Machine Learning Operations Engineer

K1X

4h•Remote

About The Position

We are K1X. Our platform powers a modern, all-digital K-1 experience by replacing legacy workflows with scalable software and AI-driven automation. As we expand our machine learning capabilities, we are investing in a robust ML platform that enables production-grade model development, deployment, and monitoring across our products. We’re seeking an experienced Machine Learning Operations (MLOps) Engineer to join our team and build the infrastructure that powers AI and machine learning at K1X. This is a hands-on role focused on designing scalable systems, pipelines, and tooling that enable our Machine Learning Engineers to efficiently train, deploy, and operate models in production.
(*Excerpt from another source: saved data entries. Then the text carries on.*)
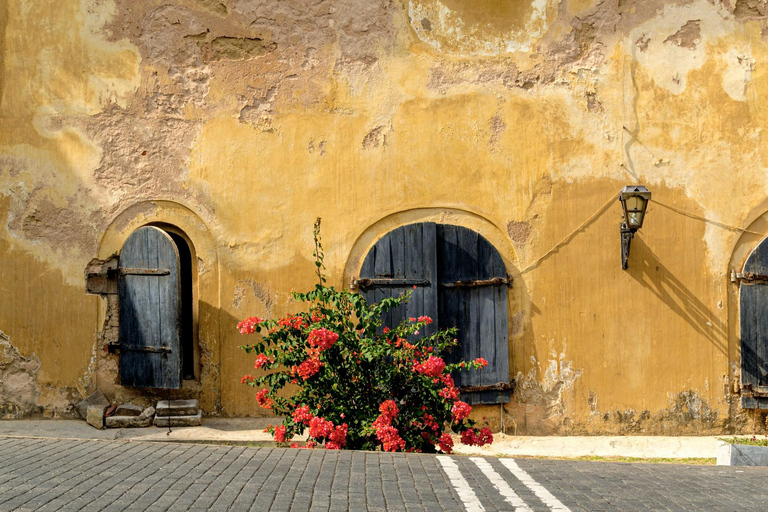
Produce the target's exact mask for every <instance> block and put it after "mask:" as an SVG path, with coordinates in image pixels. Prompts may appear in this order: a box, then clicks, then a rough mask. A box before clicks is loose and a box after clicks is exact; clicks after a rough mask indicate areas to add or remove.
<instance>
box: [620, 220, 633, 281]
mask: <svg viewBox="0 0 768 512" xmlns="http://www.w3.org/2000/svg"><path fill="white" fill-rule="evenodd" d="M619 229H620V230H621V268H622V270H627V268H629V248H630V247H631V244H632V238H634V236H635V232H634V231H632V230H631V229H629V228H627V224H626V223H625V222H622V223H621V225H620V226H619Z"/></svg>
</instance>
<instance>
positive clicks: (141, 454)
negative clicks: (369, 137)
mask: <svg viewBox="0 0 768 512" xmlns="http://www.w3.org/2000/svg"><path fill="white" fill-rule="evenodd" d="M766 483H768V468H736V467H717V466H685V465H660V464H622V463H602V462H580V461H578V462H577V461H557V460H536V459H505V458H490V457H489V458H481V457H455V456H434V455H416V454H408V455H406V454H387V453H366V452H336V451H323V450H295V449H293V450H292V449H280V448H248V447H239V446H211V445H200V444H178V443H150V442H125V441H94V440H51V439H16V438H4V439H0V511H6V510H8V511H10V510H65V511H69V510H82V509H89V510H110V511H111V510H115V511H117V510H130V511H139V510H153V511H155V510H249V509H250V510H259V511H262V510H264V511H266V510H303V511H309V510H312V511H314V510H354V511H357V510H397V511H409V512H410V511H412V510H430V511H432V510H435V511H439V510H468V511H479V510H488V511H491V510H536V511H538V510H542V511H548V510H563V511H564V510H572V511H576V510H588V511H599V510H606V511H607V510H611V511H613V510H621V511H625V510H626V511H629V510H632V511H634V510H673V511H678V510H686V511H687V510H716V511H729V510H732V511H737V510H738V511H742V510H747V511H756V512H757V511H760V512H763V511H766V510H768V485H766Z"/></svg>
You’ll work at the intersection of software engineering, DevOps, and machine learning—owning the reliability, scalability, and performance of our ML platform.

Requirements

Bachelor’s or Master’s degree in Computer Science, Engineering, or equivalent experience.
5+ years of experience in software engineering, DevOps, or MLOps roles.
Strong proficiency in Python and experience building production-grade systems.
Hands-on experience with Docker, Kubernetes, and distributed systems.
Experience building and maintaining CI/CD pipelines.
Familiarity with ML lifecycle tools such as MLflow or similar.
Experience working with cloud-based data platforms such as Snowflake.
Strong understanding of system design, APIs, and microservices architectures.
Proven debugging and troubleshooting ability across distributed systems.

Nice To Haves

Experience managing inference infrastructure such as NVIDIA Triton Inference Server.
Experience building large-scale training infrastructure including GPU workloads and distributed training.
Familiarity with feature stores, data versioning, and experiment tracking systems.
Experience supporting NLP or document processing pipelines.
Exposure to observability tools such as Prometheus, Grafana, or similar.
Experience working in SaaS environments with high availability, productivity, and performance requirements.
A strong bias toward automation, scalability, and continuous improvement.
A collaborative mindset and ability to work cross-functionally with engineering and data teams.

Responsibilities

Design and build scalable ML infrastructure to support model training, evaluation, and deployment.
Develop and maintain containerized environments using Docker and Kubernetes.
Build and manage distributed training pipelines and orchestration workflows.
Implement and maintain ML lifecycle tooling such as MLflow for experiment tracking and reproducibility.
Own production inference systems, including NVIDIA Triton Inference Server.
Design and operate low-latency, high-availability model serving architectures.
Implement CI/CD pipelines for ML deployment, versioning, and rollback strategies.
Build and maintain data pipelines integrated with Snowflake and related data systems.
Implement monitoring, logging, and alerting for model performance, drift detection, and system health.
Partner with ML Engineers to improve developer experience and accelerate delivery.